# Slow Samba, speedy FTP [partially resolved]

## cederberg

I've been using Samba for filesharing from my Gentoo box for some months (after finally getting it to work  :Smile: )  Now, today when I launched WinAmp on an old Win98 laptop to play some ogg files directly from the Gentoo box, I got an unpleasant surprise... It basically doesn't work due to performance problems on the Win98 side.  :Sad: 

The music stops after some seconds, and then resumes, and stops, and so on ad infinitum. The performance monitor shows 100% cpu usage on the windows side, but almost none on the Gentoo side.

After searching a lot for this everywhere (without finding anything but basic network problems) I compared the performance with FTP and Samba. And it turns out that while I get 8-9 Mbps read transfer with FTP, I only get about 200 kbps when using Samba...

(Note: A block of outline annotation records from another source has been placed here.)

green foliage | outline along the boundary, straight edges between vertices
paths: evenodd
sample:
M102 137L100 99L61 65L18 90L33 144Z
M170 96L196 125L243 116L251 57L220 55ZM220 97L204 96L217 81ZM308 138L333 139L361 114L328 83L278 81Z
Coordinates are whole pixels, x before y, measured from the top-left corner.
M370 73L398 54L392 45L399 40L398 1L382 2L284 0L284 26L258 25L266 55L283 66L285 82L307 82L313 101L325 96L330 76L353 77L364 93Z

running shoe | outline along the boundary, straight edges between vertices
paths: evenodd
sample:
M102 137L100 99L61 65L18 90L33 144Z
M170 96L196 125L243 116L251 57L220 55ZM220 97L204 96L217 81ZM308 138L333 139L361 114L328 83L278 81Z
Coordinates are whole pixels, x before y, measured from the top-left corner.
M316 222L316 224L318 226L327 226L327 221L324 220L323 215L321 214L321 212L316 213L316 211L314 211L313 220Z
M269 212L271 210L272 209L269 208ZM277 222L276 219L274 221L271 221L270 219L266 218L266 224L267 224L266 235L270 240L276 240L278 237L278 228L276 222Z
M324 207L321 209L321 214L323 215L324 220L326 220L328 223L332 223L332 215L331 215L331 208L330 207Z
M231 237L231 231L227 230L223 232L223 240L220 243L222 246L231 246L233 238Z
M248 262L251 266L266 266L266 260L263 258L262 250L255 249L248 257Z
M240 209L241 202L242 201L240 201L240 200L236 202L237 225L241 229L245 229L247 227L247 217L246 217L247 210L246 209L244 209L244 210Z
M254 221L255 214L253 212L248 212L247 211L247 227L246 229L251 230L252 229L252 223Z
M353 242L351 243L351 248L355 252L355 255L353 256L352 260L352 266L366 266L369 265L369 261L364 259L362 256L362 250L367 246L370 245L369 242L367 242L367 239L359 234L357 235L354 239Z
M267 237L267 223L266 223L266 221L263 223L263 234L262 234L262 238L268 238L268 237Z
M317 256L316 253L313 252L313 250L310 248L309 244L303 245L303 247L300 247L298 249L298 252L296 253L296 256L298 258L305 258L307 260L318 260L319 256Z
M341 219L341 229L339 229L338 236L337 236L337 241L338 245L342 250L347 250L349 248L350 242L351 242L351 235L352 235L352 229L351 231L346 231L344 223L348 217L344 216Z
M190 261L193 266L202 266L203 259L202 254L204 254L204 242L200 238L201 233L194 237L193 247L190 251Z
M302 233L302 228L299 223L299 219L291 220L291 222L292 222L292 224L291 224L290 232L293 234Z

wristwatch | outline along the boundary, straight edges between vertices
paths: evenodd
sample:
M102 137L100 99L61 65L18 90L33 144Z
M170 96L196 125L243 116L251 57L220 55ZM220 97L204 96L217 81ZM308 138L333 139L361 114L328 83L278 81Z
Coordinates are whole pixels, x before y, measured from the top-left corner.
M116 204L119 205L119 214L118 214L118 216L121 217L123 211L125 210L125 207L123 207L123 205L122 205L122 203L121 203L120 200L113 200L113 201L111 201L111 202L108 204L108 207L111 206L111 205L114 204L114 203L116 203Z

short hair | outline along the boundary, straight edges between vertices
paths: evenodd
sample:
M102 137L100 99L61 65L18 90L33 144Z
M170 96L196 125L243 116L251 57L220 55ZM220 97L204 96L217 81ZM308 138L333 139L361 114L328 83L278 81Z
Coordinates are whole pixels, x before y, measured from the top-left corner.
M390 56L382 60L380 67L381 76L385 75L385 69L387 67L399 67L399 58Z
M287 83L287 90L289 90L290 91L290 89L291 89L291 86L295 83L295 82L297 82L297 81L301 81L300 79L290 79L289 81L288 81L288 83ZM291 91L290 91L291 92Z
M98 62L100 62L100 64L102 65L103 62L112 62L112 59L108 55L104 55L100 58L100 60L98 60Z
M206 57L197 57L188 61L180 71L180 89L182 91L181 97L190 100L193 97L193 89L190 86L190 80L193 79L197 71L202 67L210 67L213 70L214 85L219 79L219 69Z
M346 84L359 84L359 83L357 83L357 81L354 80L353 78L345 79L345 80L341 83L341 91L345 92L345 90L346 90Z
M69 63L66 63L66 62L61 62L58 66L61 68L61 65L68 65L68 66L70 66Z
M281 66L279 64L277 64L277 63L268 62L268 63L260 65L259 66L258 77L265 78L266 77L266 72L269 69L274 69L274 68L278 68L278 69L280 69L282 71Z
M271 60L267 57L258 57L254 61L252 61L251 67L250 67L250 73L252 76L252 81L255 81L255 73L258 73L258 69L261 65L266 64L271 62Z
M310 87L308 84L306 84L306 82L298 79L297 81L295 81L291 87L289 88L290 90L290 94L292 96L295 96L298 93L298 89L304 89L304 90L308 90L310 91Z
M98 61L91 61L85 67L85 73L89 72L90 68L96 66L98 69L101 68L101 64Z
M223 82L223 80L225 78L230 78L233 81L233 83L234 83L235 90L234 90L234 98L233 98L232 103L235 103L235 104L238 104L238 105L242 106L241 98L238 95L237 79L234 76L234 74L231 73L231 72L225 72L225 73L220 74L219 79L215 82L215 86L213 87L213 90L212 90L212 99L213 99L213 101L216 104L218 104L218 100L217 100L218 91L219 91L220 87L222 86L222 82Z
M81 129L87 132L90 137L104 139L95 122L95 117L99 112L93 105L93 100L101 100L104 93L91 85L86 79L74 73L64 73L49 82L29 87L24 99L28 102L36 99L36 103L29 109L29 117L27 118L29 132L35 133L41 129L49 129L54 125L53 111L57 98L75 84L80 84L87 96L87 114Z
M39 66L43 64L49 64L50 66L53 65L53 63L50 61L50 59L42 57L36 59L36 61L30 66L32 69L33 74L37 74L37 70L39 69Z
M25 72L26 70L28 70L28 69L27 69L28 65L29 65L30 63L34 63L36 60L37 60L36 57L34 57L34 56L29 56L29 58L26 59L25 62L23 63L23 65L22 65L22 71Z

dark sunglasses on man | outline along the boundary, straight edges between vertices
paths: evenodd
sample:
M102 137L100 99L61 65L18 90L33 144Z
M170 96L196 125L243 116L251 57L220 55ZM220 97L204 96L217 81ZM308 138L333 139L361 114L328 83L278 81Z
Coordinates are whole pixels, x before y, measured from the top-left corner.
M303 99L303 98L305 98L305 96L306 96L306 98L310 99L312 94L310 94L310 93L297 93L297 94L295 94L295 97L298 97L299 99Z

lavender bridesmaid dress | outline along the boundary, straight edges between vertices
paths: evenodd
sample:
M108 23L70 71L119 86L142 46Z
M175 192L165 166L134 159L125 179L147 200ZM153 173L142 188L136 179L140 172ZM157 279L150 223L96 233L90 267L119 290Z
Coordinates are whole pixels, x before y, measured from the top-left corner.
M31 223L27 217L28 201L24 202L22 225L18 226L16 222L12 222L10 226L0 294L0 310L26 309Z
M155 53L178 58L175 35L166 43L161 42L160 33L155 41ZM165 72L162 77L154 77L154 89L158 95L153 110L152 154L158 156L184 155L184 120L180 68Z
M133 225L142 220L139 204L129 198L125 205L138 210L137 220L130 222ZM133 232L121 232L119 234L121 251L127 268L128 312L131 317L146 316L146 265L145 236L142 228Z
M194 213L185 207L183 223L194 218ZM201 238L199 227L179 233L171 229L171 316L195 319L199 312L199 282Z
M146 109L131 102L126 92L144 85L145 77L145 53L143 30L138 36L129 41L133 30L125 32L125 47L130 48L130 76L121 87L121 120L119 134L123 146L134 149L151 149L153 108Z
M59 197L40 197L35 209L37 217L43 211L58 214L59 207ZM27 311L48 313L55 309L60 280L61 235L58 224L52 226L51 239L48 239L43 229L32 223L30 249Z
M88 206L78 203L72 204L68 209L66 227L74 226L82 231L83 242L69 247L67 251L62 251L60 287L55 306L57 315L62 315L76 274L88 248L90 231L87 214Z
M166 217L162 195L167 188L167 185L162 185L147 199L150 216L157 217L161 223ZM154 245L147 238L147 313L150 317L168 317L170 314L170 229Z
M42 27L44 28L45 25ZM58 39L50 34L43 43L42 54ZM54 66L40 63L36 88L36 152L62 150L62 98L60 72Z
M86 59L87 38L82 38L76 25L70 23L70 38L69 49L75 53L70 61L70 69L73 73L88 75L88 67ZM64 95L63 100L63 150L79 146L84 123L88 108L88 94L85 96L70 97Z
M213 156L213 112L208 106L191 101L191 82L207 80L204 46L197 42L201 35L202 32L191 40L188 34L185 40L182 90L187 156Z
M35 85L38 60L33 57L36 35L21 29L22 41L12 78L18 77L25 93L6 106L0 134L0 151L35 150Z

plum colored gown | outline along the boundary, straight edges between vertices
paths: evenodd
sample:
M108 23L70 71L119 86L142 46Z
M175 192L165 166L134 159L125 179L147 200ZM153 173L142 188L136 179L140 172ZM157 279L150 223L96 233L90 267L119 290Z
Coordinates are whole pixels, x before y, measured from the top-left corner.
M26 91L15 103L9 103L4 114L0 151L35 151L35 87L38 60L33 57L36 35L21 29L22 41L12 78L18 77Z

So, is this just me or have anyone else seen this? And are there some solution to this (apart from refomatting and installing Gentoo everywhere of course)? I guess this is a Win98 problem, but I thought I might as well ask here, as you are all so very helpful...  :Smile: 

EDIT: Changed subject as a partial resolution has been found.Last edited by cederberg on Mon Apr 21, 2003 8:31 pm; edited 1 time in total

----------

## Forse

try optimizing SAMBA

----------

## Jesu

I had a similar thing - I was trying to stream my mp3 collection over my new 802.11b connection from my other gentoo box. With smbmount, it would play about a minute, drop out, play a bit more, drop out, etc. So, I just switched to NFS, and it's beautiful now  :Smile: 

Jesu

----------

## cederberg

 *Forse wrote:*   

> try optimizing SAMBA

 

Well, I had a look into that yesterday. But from the results presented in various Samba docs, the speedup from that seemed to be around 50% or thereabouts. I really need a factor x10 to make it worth the effort...  :Sad: 

I didn't see any mentioning of Win98 anywhere, although my experience says that I'm not the only one experiencing this. Also, the CPU hitting the roof on the Win98 machine seems to be the problem, and I'm not so sure that can be fixed by just optimizing Samba. There has to be a "right way" (some magic switch or something)...

 *Jesu wrote:*   

> I had a similar thing - I was trying to stream my mp3 collection over my new 802.11b connection from my other gentoo box. With smbmount, it would play about a minute, drop out, play a bit more, drop out, etc. So, I just switched to NFS, and it's beautiful now 

 

Now, if only there were NFS for Windows 98... (dreaming on...)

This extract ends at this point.